My mother’s presence often prompted me to consider that any interaction may be the last you have with a person. This thought can be painful, or gratifying.

Flicking moisture from her fingers, my mother said, “I am relieved I spent so little of my precious time fretting over things beyond my jurisdiction.”

The server returned to collect our plates, and things became more pressing. We stood to leave.

“Did you know he grew up with a piano in the house?” my mother asked. “Your father. It endowed him with expectations.”

My mother was eighty and attended to most daily tasks adequately. She moisturized and flossed often. Instant coffee was her only vice. When I was young, I’d wake in the wee hours and catch her slurping the stuff greedily. She left half-empty mugs all over the house. Undissolved particles floated in them like drowned larvae. Some nights, she would enter my room and sit beside my bed. I would feign sleep while she spoke. “You cannot hold me accountable for this or much else,” she whispered in the dark.

After dinner, we walked to her apartment. At an intersection, she paused and stared hard at the sign above our heads. I thought she was getting her bearings, but then she said, “People used to say there was a road map, and if you followed it closely, everything would work out.” The ground shook as a truck rumbled past. “Improvisation was frowned upon.”

We reached her door. Unblinking, she took my face in her hands.

“Your grandmother,” she intoned, “the mother of your father, she would pinch your cheeks.” The skin of my mother’s hands was like chilled felt. “Whenever she did it, I told her to never do it again. I didn’t want her painted fingertips discoloring your skin.” My mother released me, clawed a strand of hair from her face.

“Then one Sunday, you must have been three, I slid you into her arms, and I knew she would do it. There was gravy boiling on the stove in that tiny kitchen, and there was a cutting board on the counter with a knife beside half an onion.”

A lanky boy slid by on a skateboard smoking a cigarette. Then he was gone, and again, it was only the two of us.

“I knew she was going to do it, so I picked up the knife and pointed it at her. Do you know what I said?”

I pictured my mother waving a knife, and at this instant, two pickup trucks at the intersection set their horns blaring. The trembling dissonance was like music, and again I considered the recital, how I might render into words what I’d heard.
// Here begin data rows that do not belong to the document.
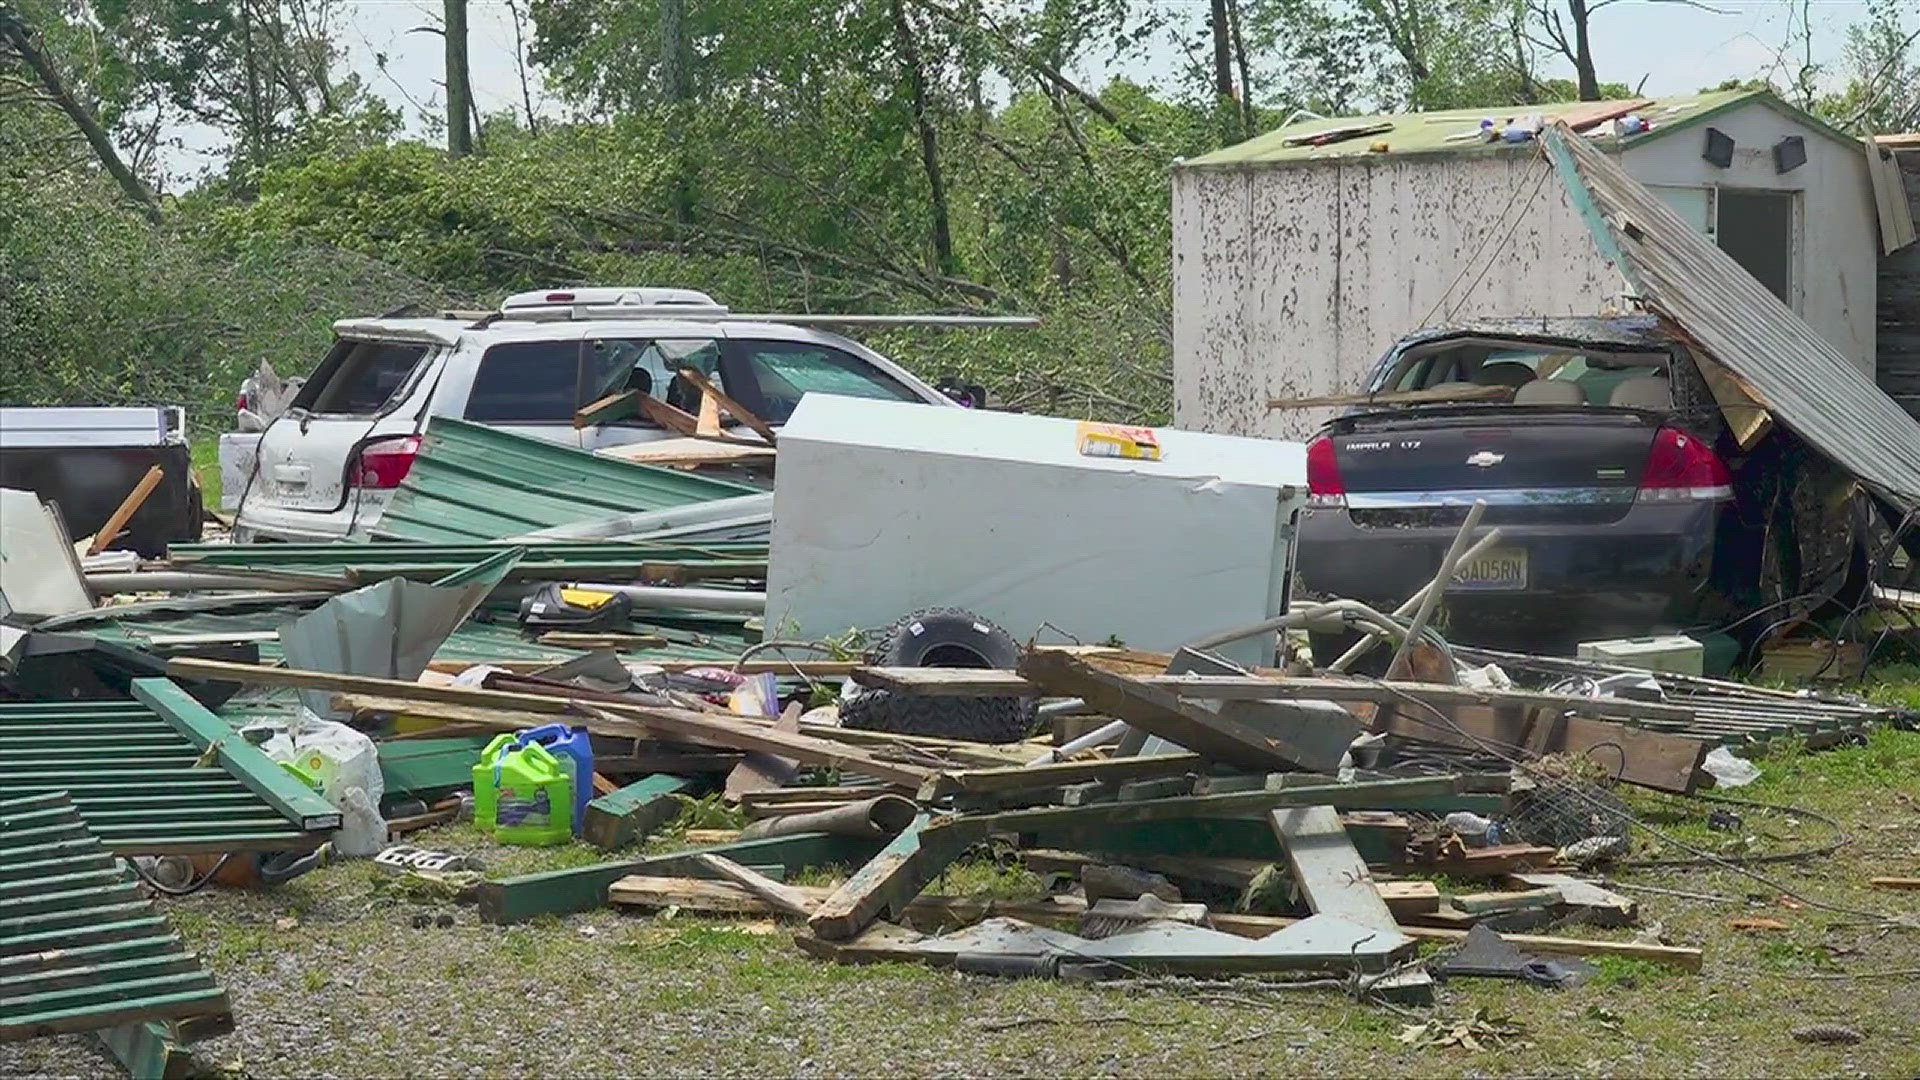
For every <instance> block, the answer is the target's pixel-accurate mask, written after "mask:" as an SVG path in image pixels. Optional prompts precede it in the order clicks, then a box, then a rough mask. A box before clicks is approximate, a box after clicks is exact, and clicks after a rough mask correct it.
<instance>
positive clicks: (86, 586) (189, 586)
mask: <svg viewBox="0 0 1920 1080" xmlns="http://www.w3.org/2000/svg"><path fill="white" fill-rule="evenodd" d="M86 588H90V590H94V592H96V594H100V596H108V594H123V592H221V590H246V592H313V590H340V592H344V590H349V588H353V584H351V582H348V580H346V578H336V577H323V575H300V577H294V575H246V573H219V571H132V573H127V571H104V573H92V575H86Z"/></svg>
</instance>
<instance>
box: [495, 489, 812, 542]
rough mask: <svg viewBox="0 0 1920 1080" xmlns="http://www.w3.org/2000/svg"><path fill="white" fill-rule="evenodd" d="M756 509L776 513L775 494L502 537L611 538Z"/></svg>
mask: <svg viewBox="0 0 1920 1080" xmlns="http://www.w3.org/2000/svg"><path fill="white" fill-rule="evenodd" d="M753 513H766V515H772V513H774V494H772V492H764V494H753V496H733V498H726V500H707V502H697V503H689V505H676V507H668V509H647V511H639V513H622V515H620V517H601V519H595V521H572V523H568V525H555V527H551V528H536V530H534V532H522V534H520V536H513V538H509V540H501V544H522V542H530V540H607V538H612V536H632V534H639V532H657V530H662V528H678V527H684V525H705V523H710V521H724V519H732V517H741V515H753Z"/></svg>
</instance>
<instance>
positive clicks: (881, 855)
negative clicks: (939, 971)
mask: <svg viewBox="0 0 1920 1080" xmlns="http://www.w3.org/2000/svg"><path fill="white" fill-rule="evenodd" d="M929 821H931V819H929V817H927V815H925V813H922V815H920V817H916V819H914V824H910V826H906V830H904V832H900V834H899V836H895V838H893V840H889V842H887V846H885V847H881V849H879V853H877V855H874V857H872V859H870V861H868V863H866V865H864V867H860V871H856V872H854V874H852V876H851V878H847V882H845V884H843V886H841V888H837V890H835V892H833V896H829V897H826V899H824V901H822V903H820V907H818V909H816V911H814V915H812V919H808V920H806V928H808V930H812V932H814V934H816V936H820V938H826V940H829V942H839V940H845V938H852V936H854V934H858V932H860V930H864V928H866V926H868V922H872V920H876V919H881V917H897V915H899V913H900V911H904V909H906V905H908V901H912V899H914V897H916V896H920V890H924V888H927V882H931V880H933V876H935V874H939V872H941V871H945V869H947V865H948V863H952V861H954V859H956V857H958V855H960V851H962V849H966V846H968V844H970V842H972V838H973V834H970V832H968V830H962V828H943V830H935V832H933V836H931V838H927V824H929Z"/></svg>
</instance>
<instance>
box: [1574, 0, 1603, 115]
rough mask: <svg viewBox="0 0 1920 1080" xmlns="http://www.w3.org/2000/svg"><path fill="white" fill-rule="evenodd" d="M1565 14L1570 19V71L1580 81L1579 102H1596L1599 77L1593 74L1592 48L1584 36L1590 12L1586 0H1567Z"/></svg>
mask: <svg viewBox="0 0 1920 1080" xmlns="http://www.w3.org/2000/svg"><path fill="white" fill-rule="evenodd" d="M1567 13H1569V15H1571V17H1572V69H1574V77H1578V81H1580V100H1582V102H1597V100H1599V77H1597V75H1596V73H1594V46H1592V42H1590V40H1588V35H1586V21H1588V19H1590V17H1592V12H1588V10H1586V0H1567Z"/></svg>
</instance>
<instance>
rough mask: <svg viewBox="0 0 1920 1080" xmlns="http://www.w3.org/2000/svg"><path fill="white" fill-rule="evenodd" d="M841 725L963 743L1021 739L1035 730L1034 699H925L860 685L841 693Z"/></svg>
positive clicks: (1013, 698) (1017, 698) (957, 698)
mask: <svg viewBox="0 0 1920 1080" xmlns="http://www.w3.org/2000/svg"><path fill="white" fill-rule="evenodd" d="M839 715H841V724H845V726H849V728H856V730H870V732H887V734H920V736H929V738H954V740H962V742H1020V740H1023V738H1027V732H1031V730H1033V721H1035V703H1033V701H1031V700H1025V698H927V696H924V694H895V692H893V690H858V692H854V694H849V696H845V698H841V703H839Z"/></svg>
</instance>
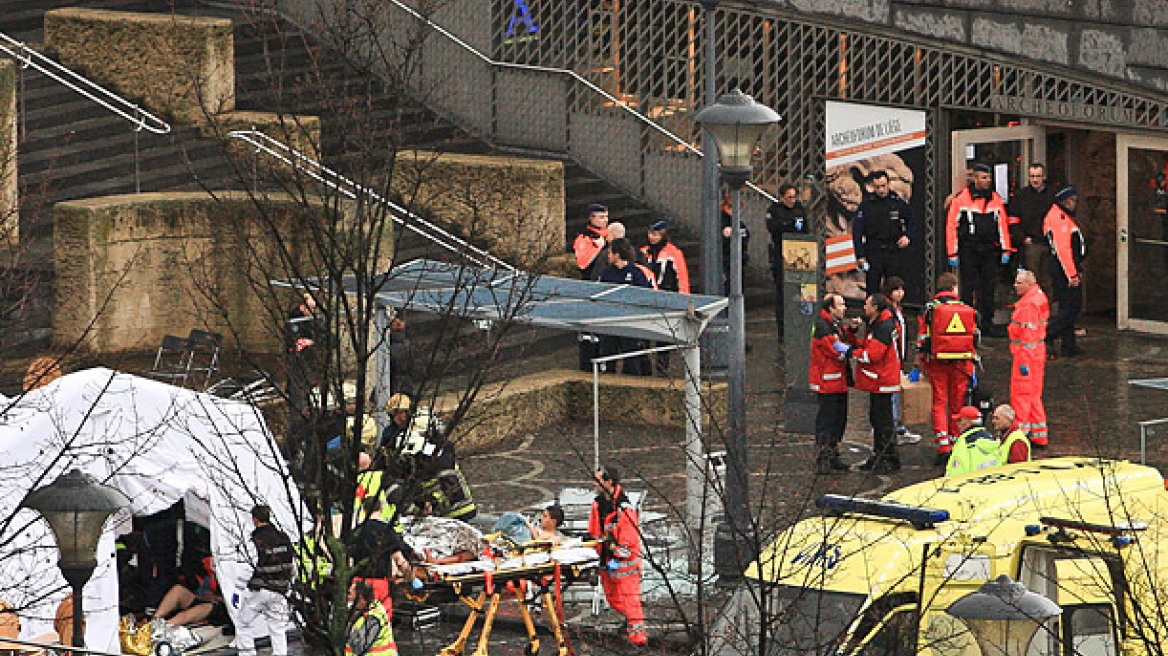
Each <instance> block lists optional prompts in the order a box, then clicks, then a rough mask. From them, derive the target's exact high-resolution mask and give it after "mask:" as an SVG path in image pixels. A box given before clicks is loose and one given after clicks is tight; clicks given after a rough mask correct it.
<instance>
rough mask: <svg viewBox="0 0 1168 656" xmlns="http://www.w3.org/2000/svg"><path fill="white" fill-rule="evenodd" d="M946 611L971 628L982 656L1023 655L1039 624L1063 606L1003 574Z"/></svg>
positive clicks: (967, 596)
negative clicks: (1058, 605)
mask: <svg viewBox="0 0 1168 656" xmlns="http://www.w3.org/2000/svg"><path fill="white" fill-rule="evenodd" d="M945 612H946V613H948V614H950V615H952V616H954V617H957V619H959V620H961V621H962V622H965V624H966V626H967V627H969V631H971V633H973V637H974V640H976V641H978V648H979V649H981V654H982V656H1023V655H1024V654H1026V652H1027V649H1028V648H1029V647H1030V641H1031V640H1034V634H1035V633H1037V630H1038V627H1040V626H1042V623H1043V622H1044V621H1047V620H1049V619H1051V617H1054V616H1056V615H1059V614H1062V612H1063V609H1062V608H1059V607H1058V605H1057V603H1055V602H1054V601H1051V600H1049V599H1047V598H1045V596H1043V595H1041V594H1037V593H1034V592H1030V591H1028V589H1027V588H1026V586H1024V585H1022V584H1020V582H1016V581H1013V580H1010V578H1009V577H1007V575H1006V574H1002V575H1000V577H997V578H996V579H994V580H992V581H989V582H987V584H986V585H983V586H981V589H979V591H978V592H973V593H969V594H967V595H965V596H962V598H961V599H958V600H957V601H954V602H953V605H952V606H950V607H948V608H947V609H946V610H945Z"/></svg>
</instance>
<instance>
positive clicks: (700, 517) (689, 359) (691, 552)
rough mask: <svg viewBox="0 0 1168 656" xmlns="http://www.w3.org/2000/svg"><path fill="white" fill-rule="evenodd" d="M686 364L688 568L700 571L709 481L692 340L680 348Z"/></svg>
mask: <svg viewBox="0 0 1168 656" xmlns="http://www.w3.org/2000/svg"><path fill="white" fill-rule="evenodd" d="M682 355H683V357H684V365H686V530H687V531H688V532H689V539H690V543H689V544H690V550H689V571H690V572H694V573H697V572H701V559H700V558H698V554H700V553H701V551H702V550H701V549H700V547H698V546H700V545H701V544H702V542H703V540H702V537H703V536H702V533H703V530H705V529H707V528H708V526H707V523H705V522H703V521H702V512H703V510H704V505H705V504H704V503H703V501H704V494H703V491H704V490H705V489H707V486H708V484H709V487H710V488H712V487H714V486H712V482H710V483H708V482H707V481H705V475H707V473H708V470H709V467H707V463H705V448H704V446H703V444H702V389H701V386H700V385H701V379H702V378H701V376H702V350H701V349H700V348H698V347H697V344H694V346H691V347H689V348H687V349H686V350H684V351H682Z"/></svg>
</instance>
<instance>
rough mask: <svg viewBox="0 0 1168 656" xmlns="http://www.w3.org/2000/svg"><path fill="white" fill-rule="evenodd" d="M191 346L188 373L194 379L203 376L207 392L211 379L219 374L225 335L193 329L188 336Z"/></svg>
mask: <svg viewBox="0 0 1168 656" xmlns="http://www.w3.org/2000/svg"><path fill="white" fill-rule="evenodd" d="M187 343H189V344H190V357H189V360H188V362H187V371H188V372H189V376H192V377H199V376H202V382H203V384H202V386H201V388H200V389H202V390H206V389H208V388H209V386H210V384H211V378H213V377H214V376H215V375H216V374H218V356H220V350H222V348H223V335H220V334H218V333H210V332H208V330H199V329H197V328H193V329H192V330H190V335H188V336H187Z"/></svg>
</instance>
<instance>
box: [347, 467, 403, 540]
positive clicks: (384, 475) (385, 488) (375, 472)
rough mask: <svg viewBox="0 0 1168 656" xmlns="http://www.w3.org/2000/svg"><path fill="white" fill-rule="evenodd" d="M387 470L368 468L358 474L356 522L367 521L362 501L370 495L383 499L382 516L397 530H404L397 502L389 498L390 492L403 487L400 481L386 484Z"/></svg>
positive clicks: (354, 515)
mask: <svg viewBox="0 0 1168 656" xmlns="http://www.w3.org/2000/svg"><path fill="white" fill-rule="evenodd" d="M384 482H385V472H383V470H381V469H367V470H364V472H361V473H360V474H357V493H356V500H355V503H354V504H353V505H354V509H353V515H354V517H355V518H356V523H359V524H360V523H361V522H364V521H366V511H364V509H362V508H361V502H362V501H364V500H366V498H368V497H370V496H371V497H374V498H380V500H381V516H382V517H384V518H385V521H387V522H389V523H390V524H392V526H394V529H395V530H397V532H402V524H401V523H399V522H398V521H397V504H396V503H394V502H391V501H390V500H389V497H390V494H392V493H394V491H396V490H397V489H399V488H401V486H399V484H398V483H392V484H390V486H385V484H384Z"/></svg>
One piece stood out: a duet for viola and bassoon. Every interval traced by the viola was replicated a bar later by the bassoon in its most unflattering register. It wasn’t designed to play so high, and according to the composer, that was the whole point. It couldn’t be done with finesse—you had to find a workaround. In this case, the bassoonist hummed the last pitch into her instrument, it being entirely out of range. The program instructed the audience not to applaud, and we didn’t.

My mother said, “I told her, if you lay a fingertip on my boy’s face, I’ll slice it off. I’ll slice off your goddamn finger.”

I had never heard this story before, and my mother would tell it again a few months later, in a slightly altered form. We were on the way home from the hospital then—she had an awful bout of pneumonia, and her recovery astonished us all. In this variation of the kitchen story, my father was there, and after she brandished the knife, he laughed. My grandmother hid my face in her apron, and though my mother felt her eyes water, she did not cry. She told me she never cried, at least not in front of my father, and this fact would provide comfort during her convalescence.

But that evening after dinner, my mother stood in the doorway of her apartment and held out her spotted hands to me. “These hands,” she said, “they did their best given the circumstances. I suppose you never told me otherwise. You might have, though.”

She held them there in midair, a fermata—a suspension.

This piece was prompted by a very detailed mental image of my mother wearing a purple blouse with a grease stain on it. I'm just not sure if it is a memory or something concocted by my subconscious. Fittingly, this piece ended up being about the role of memory in defining the self and our relationships, in spite of—or maybe because of—its often mutable nature.